Udall bent over the hood and tapped a home five houses in from the intersection where they stood. “Subject’s house. We don’t have a blueprint yet, but it’s a two-story, and she’s on the first floor in the dining room. It faces east and the front door faces south. Back door, north, but the backyard falls off into a gully, and you’d have to climb two flights of stairs to get to the door.”
Cal looked down the road. “So the bot goes in through the front.”
He nodded. “Unless you want the dogs to take a look-see first.”
“You have dogs?”
“Best bomb sniffers in the country. We can strap a camera on ’em and send ’em in.”
“Let’s use the robot for now.” Cal didn’t want to risk a dog’s life when a robot could perform the task they needed to complete.
“We’re ready, Sarge,” the tech called out from the back of his truck.
Cal spun, and tuning out the commotion outside of the perimeter, he joined the tech inside the truck. The young man who looked barely out of college sat behind his control module.
“Let’s get the bot moving,” Cal directed.
The tech nodded and started the robot whirring forward. Bots didn’t move fast, so the drive from the perimeter to the front of the house seemed to take forever.
Cal’s phone chimed, and he glanced at it to see a text from Kaci saying she located Nabijah Meer’s address in D.C. Kaci had dispatched a team to Meer’s house to bring her in for questioning. Kaci had also attached Meer’s photo. Cal studied the woman’s face and wondered why she would team up with Keeler.
“Nearing the house,” the bomb tech said.
Cal’s attention needed to be on the bomb, and he could think about Meer after he’d neutralized the bomb. He stowed his phone and turned his attention to the tech. “What’s your name?”
“Frankie.”
“And the robot. Does he have a name, too?” Cal asked, knowing many teams named their bots.
“She, actually.” Frankie looked up and grinned. “Anne Droid.”
“From Dr. Who,” Cal said, recognizing the name.
Frankie nodded.
“How long have you been doing this, Frankie?”
“This job, three years. The marines another eight.”
So he wasn’t as young as he looked. And if he was a bomb disposal tech on a county squad, he’d be certified and have graduated from the FBI Hazardous Devices School in Huntsville, Alabama, as Cal had done when he’d come out of the navy. That meant he and Frankie spoke the same language when it came to rendering a bomb safe. The knot in Cal’s gut loosened a fraction.

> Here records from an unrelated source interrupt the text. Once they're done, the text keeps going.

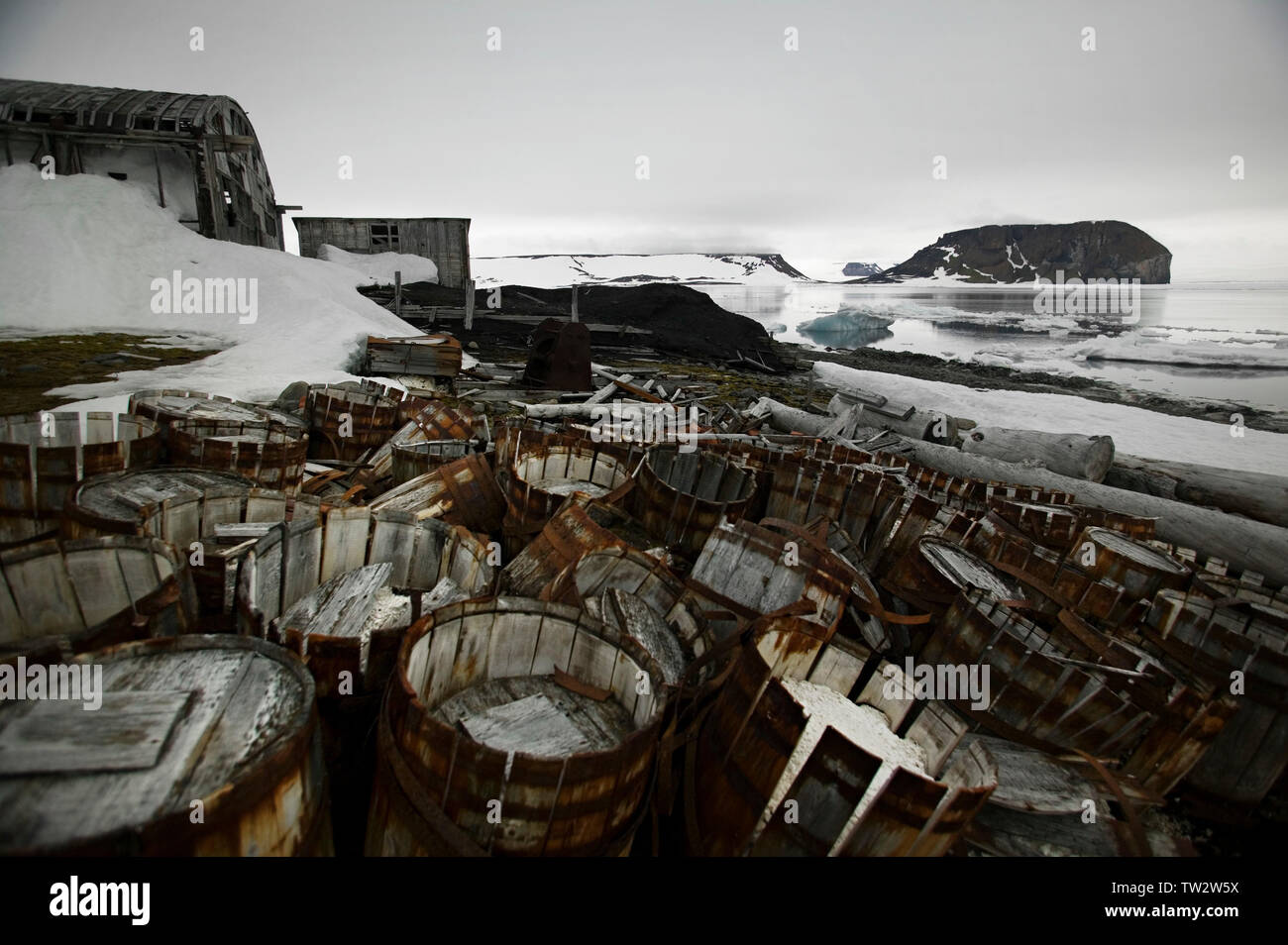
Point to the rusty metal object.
(1059, 525)
(579, 528)
(1141, 570)
(269, 454)
(38, 472)
(463, 492)
(1039, 807)
(155, 501)
(210, 516)
(930, 576)
(347, 424)
(421, 356)
(429, 421)
(540, 479)
(408, 404)
(80, 595)
(411, 460)
(1061, 583)
(634, 572)
(748, 571)
(682, 497)
(1044, 691)
(1241, 648)
(231, 724)
(166, 406)
(583, 803)
(294, 558)
(561, 357)
(859, 802)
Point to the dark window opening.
(384, 237)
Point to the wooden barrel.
(163, 501)
(432, 420)
(800, 757)
(408, 403)
(1141, 570)
(524, 724)
(166, 406)
(935, 571)
(1057, 583)
(411, 460)
(1043, 691)
(579, 528)
(347, 424)
(1243, 649)
(347, 632)
(625, 570)
(269, 454)
(78, 595)
(541, 477)
(1039, 804)
(682, 497)
(201, 746)
(463, 492)
(211, 518)
(38, 472)
(750, 571)
(863, 501)
(292, 559)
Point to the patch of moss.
(29, 368)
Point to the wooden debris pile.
(533, 622)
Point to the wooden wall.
(443, 240)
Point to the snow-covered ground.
(1136, 432)
(554, 271)
(378, 267)
(89, 254)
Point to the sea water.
(1000, 325)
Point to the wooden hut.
(445, 240)
(197, 155)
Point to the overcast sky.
(823, 154)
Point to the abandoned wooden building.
(194, 155)
(445, 240)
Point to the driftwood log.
(1257, 494)
(1067, 454)
(1245, 545)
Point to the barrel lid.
(965, 570)
(198, 406)
(1136, 551)
(120, 496)
(178, 721)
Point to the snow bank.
(1234, 353)
(378, 267)
(81, 254)
(1134, 430)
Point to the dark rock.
(683, 319)
(861, 269)
(1020, 253)
(288, 400)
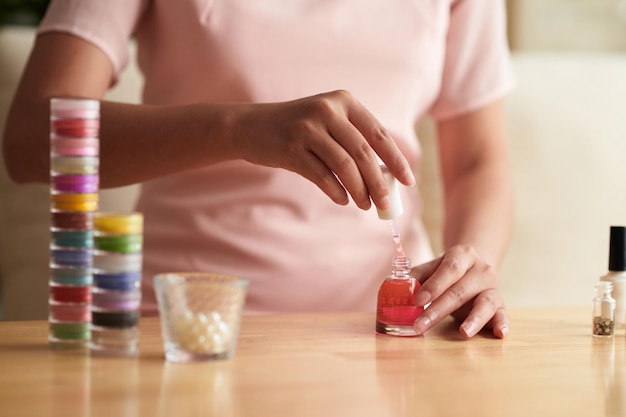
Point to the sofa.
(567, 134)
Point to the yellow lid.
(119, 222)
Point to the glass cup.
(200, 314)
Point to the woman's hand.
(460, 283)
(330, 139)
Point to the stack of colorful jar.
(74, 183)
(117, 278)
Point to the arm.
(330, 138)
(478, 217)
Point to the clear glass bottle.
(603, 310)
(396, 311)
(617, 272)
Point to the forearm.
(479, 212)
(137, 142)
(477, 182)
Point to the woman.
(253, 111)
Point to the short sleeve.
(108, 24)
(477, 68)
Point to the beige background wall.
(567, 25)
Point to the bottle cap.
(395, 209)
(617, 249)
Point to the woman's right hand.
(330, 139)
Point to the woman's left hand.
(463, 284)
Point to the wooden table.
(329, 365)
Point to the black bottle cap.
(617, 249)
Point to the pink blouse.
(300, 251)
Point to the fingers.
(487, 310)
(457, 280)
(360, 138)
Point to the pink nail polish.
(396, 310)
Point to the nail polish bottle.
(617, 272)
(603, 310)
(396, 311)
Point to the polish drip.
(396, 238)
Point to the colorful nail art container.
(74, 186)
(115, 308)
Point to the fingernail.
(421, 324)
(469, 328)
(409, 178)
(385, 203)
(504, 330)
(422, 298)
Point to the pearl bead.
(201, 333)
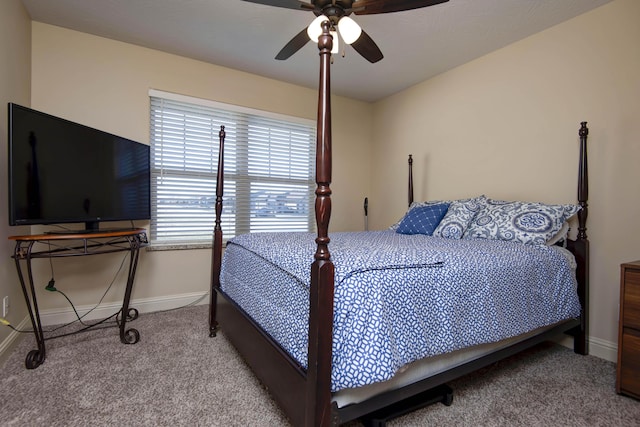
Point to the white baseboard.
(62, 316)
(143, 305)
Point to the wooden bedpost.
(216, 261)
(318, 395)
(581, 246)
(410, 185)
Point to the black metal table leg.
(35, 357)
(130, 336)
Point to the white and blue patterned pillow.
(459, 217)
(422, 219)
(394, 227)
(525, 222)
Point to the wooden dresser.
(628, 370)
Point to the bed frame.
(304, 394)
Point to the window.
(269, 163)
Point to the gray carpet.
(177, 375)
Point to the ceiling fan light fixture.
(314, 30)
(349, 30)
(336, 43)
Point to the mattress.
(399, 298)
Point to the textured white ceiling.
(417, 44)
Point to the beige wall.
(15, 85)
(104, 84)
(506, 125)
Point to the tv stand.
(69, 244)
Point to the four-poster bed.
(306, 389)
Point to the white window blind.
(269, 163)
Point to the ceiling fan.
(337, 13)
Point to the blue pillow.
(422, 219)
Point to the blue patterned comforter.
(399, 298)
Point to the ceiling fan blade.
(366, 47)
(294, 45)
(287, 4)
(370, 7)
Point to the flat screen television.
(65, 172)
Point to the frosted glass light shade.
(314, 30)
(336, 43)
(349, 29)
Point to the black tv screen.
(65, 172)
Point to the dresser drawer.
(631, 299)
(629, 376)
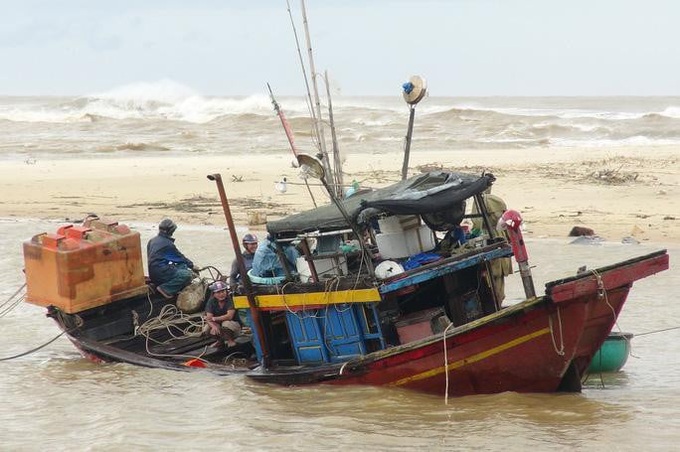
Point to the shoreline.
(618, 192)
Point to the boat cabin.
(379, 269)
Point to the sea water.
(164, 120)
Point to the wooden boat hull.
(539, 345)
(543, 344)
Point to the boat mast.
(414, 91)
(337, 161)
(318, 123)
(289, 135)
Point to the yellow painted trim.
(300, 300)
(472, 359)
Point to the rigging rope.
(446, 365)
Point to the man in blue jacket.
(169, 269)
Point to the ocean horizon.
(170, 118)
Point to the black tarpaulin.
(422, 194)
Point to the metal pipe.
(407, 144)
(254, 311)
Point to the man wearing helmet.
(169, 269)
(220, 316)
(249, 246)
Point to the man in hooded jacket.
(169, 269)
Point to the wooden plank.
(611, 278)
(309, 299)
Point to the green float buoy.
(613, 353)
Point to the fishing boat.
(392, 288)
(613, 354)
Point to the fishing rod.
(289, 134)
(302, 66)
(317, 102)
(337, 162)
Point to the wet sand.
(617, 192)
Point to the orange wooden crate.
(79, 267)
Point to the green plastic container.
(613, 353)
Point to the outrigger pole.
(254, 311)
(289, 135)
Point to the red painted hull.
(539, 345)
(526, 351)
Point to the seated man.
(169, 269)
(266, 263)
(220, 316)
(249, 248)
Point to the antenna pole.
(317, 102)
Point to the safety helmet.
(249, 238)
(167, 226)
(218, 286)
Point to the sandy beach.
(617, 192)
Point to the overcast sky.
(369, 47)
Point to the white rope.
(446, 365)
(170, 318)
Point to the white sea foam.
(166, 116)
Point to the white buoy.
(281, 186)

Anne Droid approached the house, and Cal quit talking to focus on the monitor. It didn’t take a great deal of skill to move a robot down a street, even if Frankie faced a flat screen in a three-dimensional world. But to enter a house and approach the woman took far greater concentration.
Frankie took the bot right up the stairs, and with great dexterity, used Anne Droid’s pinching arm to turn the knob and open the door. Inside the house, she veered to the right.
“Turn on the speakers so I can communicate with the victim,” Cal directed, and Frankie complied.
“Ms. Tabet,” Cal said into the microphone. “I’m Special Agent Cal Riggins with the FBI. We’ve just sent a robot into the room. If you speak up we can communicate through the bot.”
“Hello.” Her tone was tentative and, even in a single word, her fear evident.
“We’re here to safely get you out of this device, but I’m going to need your help.”